I was there on December 5 - the last of the 3 night stand. I thought he sounded good that night. Edit: Sounds like we were all there! - lol. We should have asked Paul to reconsider the download only tracks while we were all together and had access to him
Talking about Flowers-era live shows is only slightly off-topic, right? I was a recent college grad, dead poor, circa 1989. I remember when Paul announced shows it was only NYC, CHI & LA. I had friends in Chicago, but needed to get tix, and figure out transportation. Amazingly, AMEX had given me a card (for recent grads) and one perk was that it came with two round-trip tickets, pretty much anywhere in the US for $99 round-trip. So that solved the travel issue. I just needed my college friend to get the Dec tickets - she failed, said they were gone and she never had a chance. I had no idea Paul would mount a larger, longer US tour and figured we just needed to try harder. One day at work, I'm thumbing through a USA today and notice ads from "ticket brokers" in the back. I called 'em up and they wanted $125/ea. for two tickets at the Rosemount (face value was $28.50). My friend had told me she's be willing to shell out $100, so I figured "close enough" and ate the difference. It was so worth it! I remember reading the (lengthy) free program on the plane ride home the next day... Months later, used the other travel voucher, this time without concert tix, to visit a different friend, and she hadn't been able to get tix, either. I remember walking around Soldier Field looking for someone selling, and virtually no one was. I assume ticket scalping was actively enforced at the time, because several people told the then-clean-cut-me, that no way would they sell to me, because I had to be a cop (!!). Washington driver's license wouldn't even convince them. We finally found some guy willing to sell a pair to us, and had to walk a LONG way from the stadium before he'd do the exchange. I figured he was going to take our money and leave us for dead or something. But that was worth it, too. It just happened that the three shows I caught that tour captured all the setlist variations that he did on the tour - the only cuts I didn't hear were the one-offs (Mull, All My Trials). Couldn't have worked out better!
I saw Lawrence Juber a couple of years ago and Back To The Egg is done. Whether it gets released or not....
When he announced initially only New York, Chicago and LA, I sort of freaked out and thought - "This is my only shot!" A friend and I got tickets and drove up from Cincinnati (not nearly as far as you traveled). I ended up seeing him 3 more times by July of '90 - the end of the tour.
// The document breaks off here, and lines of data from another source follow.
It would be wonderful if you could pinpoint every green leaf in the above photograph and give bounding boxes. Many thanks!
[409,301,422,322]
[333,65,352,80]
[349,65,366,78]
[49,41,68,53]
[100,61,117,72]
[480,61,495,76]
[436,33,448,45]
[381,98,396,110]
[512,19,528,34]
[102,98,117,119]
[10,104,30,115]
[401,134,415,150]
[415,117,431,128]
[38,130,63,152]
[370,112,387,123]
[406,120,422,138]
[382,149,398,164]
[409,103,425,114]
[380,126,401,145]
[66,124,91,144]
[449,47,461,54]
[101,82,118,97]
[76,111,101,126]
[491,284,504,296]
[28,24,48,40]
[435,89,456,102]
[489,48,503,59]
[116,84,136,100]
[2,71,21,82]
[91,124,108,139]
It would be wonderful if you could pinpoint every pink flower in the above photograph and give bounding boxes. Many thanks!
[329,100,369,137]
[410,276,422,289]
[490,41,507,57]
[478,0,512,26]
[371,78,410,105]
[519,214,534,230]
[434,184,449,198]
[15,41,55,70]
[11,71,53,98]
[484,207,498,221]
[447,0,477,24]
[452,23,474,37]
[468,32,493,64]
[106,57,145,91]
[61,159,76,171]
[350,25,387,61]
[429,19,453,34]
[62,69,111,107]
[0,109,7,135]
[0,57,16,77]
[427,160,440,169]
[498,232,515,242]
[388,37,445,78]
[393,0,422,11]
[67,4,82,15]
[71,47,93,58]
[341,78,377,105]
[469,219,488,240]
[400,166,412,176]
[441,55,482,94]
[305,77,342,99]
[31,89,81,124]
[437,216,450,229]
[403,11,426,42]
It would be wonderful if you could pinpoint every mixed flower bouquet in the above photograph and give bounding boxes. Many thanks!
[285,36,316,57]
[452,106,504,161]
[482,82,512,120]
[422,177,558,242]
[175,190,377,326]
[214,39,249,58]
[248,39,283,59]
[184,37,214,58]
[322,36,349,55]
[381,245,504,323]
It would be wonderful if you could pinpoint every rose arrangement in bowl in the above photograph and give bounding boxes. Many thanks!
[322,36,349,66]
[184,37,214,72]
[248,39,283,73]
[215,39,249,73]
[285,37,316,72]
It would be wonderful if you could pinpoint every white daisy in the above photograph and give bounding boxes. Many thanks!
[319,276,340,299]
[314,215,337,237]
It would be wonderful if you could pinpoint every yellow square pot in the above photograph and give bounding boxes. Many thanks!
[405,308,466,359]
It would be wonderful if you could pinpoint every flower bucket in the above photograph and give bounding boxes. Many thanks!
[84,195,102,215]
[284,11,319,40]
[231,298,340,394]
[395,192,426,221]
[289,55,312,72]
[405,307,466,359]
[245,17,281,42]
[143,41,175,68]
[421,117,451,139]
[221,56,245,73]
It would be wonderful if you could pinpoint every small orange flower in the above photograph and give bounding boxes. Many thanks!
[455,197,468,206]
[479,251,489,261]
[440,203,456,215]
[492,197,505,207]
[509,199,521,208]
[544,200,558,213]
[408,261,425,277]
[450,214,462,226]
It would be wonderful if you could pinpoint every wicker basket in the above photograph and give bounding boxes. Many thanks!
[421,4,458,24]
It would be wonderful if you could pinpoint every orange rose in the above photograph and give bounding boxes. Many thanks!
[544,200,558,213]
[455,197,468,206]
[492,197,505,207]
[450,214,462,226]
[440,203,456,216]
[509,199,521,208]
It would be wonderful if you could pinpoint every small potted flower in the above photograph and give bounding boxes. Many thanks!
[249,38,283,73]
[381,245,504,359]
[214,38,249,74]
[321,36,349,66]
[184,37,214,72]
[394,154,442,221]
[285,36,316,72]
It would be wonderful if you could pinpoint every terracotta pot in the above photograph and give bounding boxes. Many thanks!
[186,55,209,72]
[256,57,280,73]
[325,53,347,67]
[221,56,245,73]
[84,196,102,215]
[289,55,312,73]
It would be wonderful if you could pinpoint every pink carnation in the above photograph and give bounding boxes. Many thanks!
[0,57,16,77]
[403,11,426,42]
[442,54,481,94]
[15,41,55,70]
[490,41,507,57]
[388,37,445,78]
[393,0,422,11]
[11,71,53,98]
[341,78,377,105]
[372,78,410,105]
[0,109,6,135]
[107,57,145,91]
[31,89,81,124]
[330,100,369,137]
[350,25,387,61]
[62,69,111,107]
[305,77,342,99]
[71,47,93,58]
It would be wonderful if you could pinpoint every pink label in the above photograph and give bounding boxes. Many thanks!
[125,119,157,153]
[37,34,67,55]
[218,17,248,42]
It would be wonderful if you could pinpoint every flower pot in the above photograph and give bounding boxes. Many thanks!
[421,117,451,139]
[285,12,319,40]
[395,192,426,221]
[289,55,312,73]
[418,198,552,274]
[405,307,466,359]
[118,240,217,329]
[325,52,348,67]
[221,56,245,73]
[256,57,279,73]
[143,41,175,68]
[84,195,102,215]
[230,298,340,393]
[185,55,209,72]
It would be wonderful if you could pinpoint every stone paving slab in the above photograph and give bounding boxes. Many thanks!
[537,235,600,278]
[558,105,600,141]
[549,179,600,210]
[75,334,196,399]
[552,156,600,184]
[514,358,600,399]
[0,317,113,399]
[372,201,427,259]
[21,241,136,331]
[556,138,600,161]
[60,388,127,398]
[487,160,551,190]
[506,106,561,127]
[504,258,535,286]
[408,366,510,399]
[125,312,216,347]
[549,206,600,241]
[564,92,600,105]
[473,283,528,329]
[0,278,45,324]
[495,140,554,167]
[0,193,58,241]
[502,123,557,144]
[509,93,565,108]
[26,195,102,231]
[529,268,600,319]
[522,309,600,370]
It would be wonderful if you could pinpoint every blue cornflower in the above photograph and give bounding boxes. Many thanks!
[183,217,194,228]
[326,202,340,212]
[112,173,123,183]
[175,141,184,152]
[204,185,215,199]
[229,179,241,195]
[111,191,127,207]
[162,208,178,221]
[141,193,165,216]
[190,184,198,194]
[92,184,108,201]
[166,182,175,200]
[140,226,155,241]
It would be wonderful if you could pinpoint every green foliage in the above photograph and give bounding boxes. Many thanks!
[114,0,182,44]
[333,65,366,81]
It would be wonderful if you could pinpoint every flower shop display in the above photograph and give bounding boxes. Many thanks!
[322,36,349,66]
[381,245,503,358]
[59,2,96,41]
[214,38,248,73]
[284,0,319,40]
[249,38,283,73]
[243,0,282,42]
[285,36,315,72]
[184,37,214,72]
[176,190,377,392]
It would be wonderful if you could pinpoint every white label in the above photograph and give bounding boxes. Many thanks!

B&N are sometimes late in updating exclusives so I still think they might but BB almost always has their exclusives posted right away
I remember him bringing it on Howard to plug the new album. His reaction was perfect when the track started - "what the hell is that??" Yeah, i thought the same thing. Still his worst single ever.
lol me too. I love Howard, I love Paul...but I thought it was a poor choice of a first single, and a very poor choice to play it on Sterns show.
I'm listening to the 2002 tour CD 'Back In The U.S.' and his voice sounds so much better than on the 'Tripping' and 'Paul Is Live' CDs. The overall mix is much better too.
He doesn’t do more than taking educated guesses and copying press releases these days. In the past sometimes even taking forum rumours for a quick, often erroneous, scoop. Even completely clueless (Beatles Examiner on Twitter ») when McCartney's PR team started posting hints (Paul McCartney on Twitter ») at social media before the imminent announcement of 'New' in 2013. And 2 weeks before the release of the lead single and announcement of the album, still didn't have the slightest idea besides the then known rumours (Paul McCartney producer reveals more about Beatle's upcoming album »).
I think his voice is in better condition than Tripping/Is Live - but - by this point it sounds like his voice had started to 'thin' (and before his voice started to crack as it did more recently). He certainly still had full control of it. I don't know if thin is the right word to describe it. It certainly seems to start getting less richer around the 'Flaming Pie' era.